Lucinda, a humilde do Peru
''O futuro é incerto, a vida
é incerta, tudo é incerto. A única certeza da vida é a morte.''
Essas duas frases de Paulo
Cuba, principalmente, a segunda, sofrem várias adaptações no universo virtual. A
palavra certeza está bastante relacionada à palavra humildade que representa a
verdade, pessoas francas, que reconhecem seus erros, ...
A história de hoje é de um
formato diferente, que se inicia nos dias atuais, na época natalina, na qual
Lucinda, uma mulher já na terceira idade, com seus 66 anos, mas com uma
aparência de quase 70 devido ao grande número de fios de cabelos brancos e
grisalhos prepara-se para a grande noite do mês de dezembro.

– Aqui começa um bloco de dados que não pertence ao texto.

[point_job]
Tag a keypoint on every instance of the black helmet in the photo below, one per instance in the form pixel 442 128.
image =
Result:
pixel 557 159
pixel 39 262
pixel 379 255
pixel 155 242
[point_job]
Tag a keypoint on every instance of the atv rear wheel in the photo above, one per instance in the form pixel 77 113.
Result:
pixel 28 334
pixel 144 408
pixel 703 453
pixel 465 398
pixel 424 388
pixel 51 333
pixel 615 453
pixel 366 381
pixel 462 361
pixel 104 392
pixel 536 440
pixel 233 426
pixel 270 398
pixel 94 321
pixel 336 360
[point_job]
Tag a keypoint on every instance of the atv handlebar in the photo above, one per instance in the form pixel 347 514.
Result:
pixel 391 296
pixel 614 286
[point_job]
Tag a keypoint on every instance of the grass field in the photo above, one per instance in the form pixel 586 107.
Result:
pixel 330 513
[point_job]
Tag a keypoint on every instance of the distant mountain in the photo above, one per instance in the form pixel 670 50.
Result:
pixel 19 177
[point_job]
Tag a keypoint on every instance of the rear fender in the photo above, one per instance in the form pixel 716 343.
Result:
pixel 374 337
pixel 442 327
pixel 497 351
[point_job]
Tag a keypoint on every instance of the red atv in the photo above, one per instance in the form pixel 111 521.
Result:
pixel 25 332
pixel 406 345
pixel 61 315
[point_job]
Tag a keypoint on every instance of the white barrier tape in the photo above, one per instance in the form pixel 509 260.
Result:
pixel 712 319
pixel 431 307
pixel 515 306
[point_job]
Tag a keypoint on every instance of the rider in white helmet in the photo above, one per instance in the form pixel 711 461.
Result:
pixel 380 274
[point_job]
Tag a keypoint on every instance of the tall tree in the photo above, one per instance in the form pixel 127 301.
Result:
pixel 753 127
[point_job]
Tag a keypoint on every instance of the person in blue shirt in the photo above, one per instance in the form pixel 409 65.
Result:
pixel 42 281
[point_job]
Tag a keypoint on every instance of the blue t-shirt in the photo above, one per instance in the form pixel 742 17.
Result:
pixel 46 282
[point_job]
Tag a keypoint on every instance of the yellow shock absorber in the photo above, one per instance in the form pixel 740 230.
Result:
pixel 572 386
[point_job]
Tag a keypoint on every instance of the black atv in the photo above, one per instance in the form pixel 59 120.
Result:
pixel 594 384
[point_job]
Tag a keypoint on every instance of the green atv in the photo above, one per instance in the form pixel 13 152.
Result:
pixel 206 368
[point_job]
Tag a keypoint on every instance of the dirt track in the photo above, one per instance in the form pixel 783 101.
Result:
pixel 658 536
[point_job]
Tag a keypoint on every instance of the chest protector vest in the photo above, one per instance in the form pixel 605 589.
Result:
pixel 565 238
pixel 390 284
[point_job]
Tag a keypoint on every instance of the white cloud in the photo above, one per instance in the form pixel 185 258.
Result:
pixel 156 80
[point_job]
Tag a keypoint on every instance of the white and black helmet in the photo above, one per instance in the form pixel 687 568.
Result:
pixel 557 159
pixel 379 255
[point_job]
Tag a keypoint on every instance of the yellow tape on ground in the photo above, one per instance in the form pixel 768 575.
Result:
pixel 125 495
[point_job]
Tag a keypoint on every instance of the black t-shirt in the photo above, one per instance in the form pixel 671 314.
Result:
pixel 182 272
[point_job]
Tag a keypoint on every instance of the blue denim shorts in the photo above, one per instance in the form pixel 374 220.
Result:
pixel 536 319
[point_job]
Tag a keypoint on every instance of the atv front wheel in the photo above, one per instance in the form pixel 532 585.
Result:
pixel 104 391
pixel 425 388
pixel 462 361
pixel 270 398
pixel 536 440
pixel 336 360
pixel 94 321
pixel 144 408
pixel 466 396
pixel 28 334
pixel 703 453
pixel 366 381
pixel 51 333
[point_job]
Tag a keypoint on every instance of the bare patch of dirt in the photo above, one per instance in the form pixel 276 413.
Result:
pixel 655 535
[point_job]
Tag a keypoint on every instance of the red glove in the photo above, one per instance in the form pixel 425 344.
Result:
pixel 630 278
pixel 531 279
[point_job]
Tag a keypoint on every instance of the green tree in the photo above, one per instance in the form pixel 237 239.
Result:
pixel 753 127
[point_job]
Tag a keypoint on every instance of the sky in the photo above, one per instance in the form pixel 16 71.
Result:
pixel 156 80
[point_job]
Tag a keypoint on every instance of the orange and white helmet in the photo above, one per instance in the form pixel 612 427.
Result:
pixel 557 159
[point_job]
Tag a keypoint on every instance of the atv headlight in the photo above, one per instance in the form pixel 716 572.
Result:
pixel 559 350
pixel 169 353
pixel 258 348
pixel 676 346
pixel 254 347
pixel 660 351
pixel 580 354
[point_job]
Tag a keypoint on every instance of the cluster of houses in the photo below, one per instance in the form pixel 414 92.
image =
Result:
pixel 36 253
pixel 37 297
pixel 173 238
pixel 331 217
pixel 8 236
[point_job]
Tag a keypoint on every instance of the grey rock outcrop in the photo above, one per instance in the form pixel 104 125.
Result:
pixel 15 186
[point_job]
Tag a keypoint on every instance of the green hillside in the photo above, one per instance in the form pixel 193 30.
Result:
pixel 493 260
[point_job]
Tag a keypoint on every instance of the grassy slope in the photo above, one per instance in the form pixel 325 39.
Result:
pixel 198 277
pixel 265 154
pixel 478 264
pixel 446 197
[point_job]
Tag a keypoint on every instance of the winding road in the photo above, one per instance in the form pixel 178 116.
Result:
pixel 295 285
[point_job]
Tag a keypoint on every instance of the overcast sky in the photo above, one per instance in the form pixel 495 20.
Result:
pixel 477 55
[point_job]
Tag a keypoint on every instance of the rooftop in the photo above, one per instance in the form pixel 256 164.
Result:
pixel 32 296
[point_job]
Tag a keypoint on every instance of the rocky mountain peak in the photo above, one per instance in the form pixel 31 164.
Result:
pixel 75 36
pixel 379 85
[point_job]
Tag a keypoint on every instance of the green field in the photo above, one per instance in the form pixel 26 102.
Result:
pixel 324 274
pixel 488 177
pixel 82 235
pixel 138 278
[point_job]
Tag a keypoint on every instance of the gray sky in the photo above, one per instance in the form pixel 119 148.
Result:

No dia da ceia de
Natal, na casa de Lucinda, em Lima (capital do Peru), todos os convidados estão
curiosos com as histórias que dona Lucinda iria contar e ela escolheu um
assunto muito importante: a história da vida dela.
– Mas, mãe, essa história não é um
pouquinho grande?! – brinca Vicente, filho mais velho de Lucinda.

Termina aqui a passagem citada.